PRIVATE EQUITY TRENDS IN RESIDENTIAL
Source: Knight Frank Research, Venture intelligence
RENTAL HOUSING MARKET– Missing piece of the puzzle
The report also touches up Rental Housing Market and as per Census 2011, over 21 million (27.5%) urban households live in rented accommodations. The rental housing market is therefore projected to grow at a faster rate than rate of urbanisation over the next 20 years.The population living in rental housing has no willingness to own and landowners find rental housing unattractive due to Low residential yields, high risk of property litigation and cost of transaction, which leads to a high number of vacant houses in large urban centres
The report further goes to suggest strategies that can adapted for developing rental housing in urban India.
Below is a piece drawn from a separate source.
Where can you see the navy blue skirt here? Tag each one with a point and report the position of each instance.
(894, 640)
Knight Frank experts highlight that with “Housing for All”insight and the government moving to achieve the target, it is imperative to address the root cause of future housing shortage and suggests some counters to attack the challenge –
Nimish Gupta FRICS, Managing Director, South Asia – RICS said, “It is heartening to note that the government is set to achieve the target 10 million by 2022, which is an unparalleled achievement, globally! Going by the rate of urbanization this requirement will grow 2 ½ times to 25 million urban affordable houses. Hence, the sector has to devise sustainable growth model, with private and public development agencies collaborating to create an ideal ecosystem. The proposed mechanism should provide the ideal bridge between the crying demand for housing and the willingness of the developers to meet that in the regulated environment through professional practices.”
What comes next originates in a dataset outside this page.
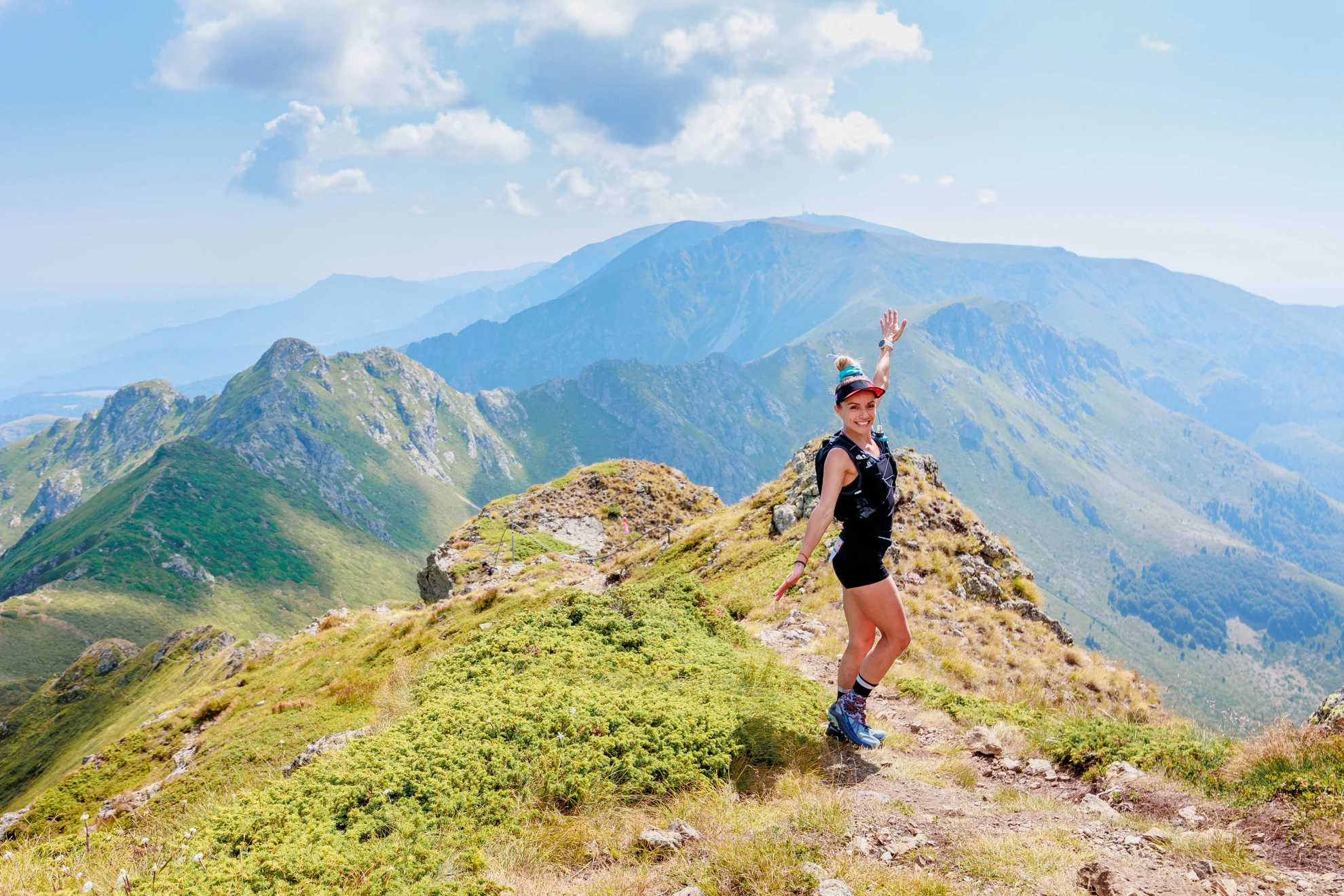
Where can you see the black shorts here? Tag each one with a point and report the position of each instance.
(859, 562)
Shishir Baijal, Chairman and Managing Director of Knight Frank India, “Affordable housing is a high potential segment that the private development companies are yet to explore to its potential. Unlike other segments of housing, affordable housing poses an interesting challenge involving strategies at all levels. Given the requisite volume, this category may need to look at innovative solutions right across the stages of development including statutory clearance, design, building and construction management along with marketing and sale. We feel, a differentiated approach towards affordable housing will hold the key to its ultimate success and profitability.”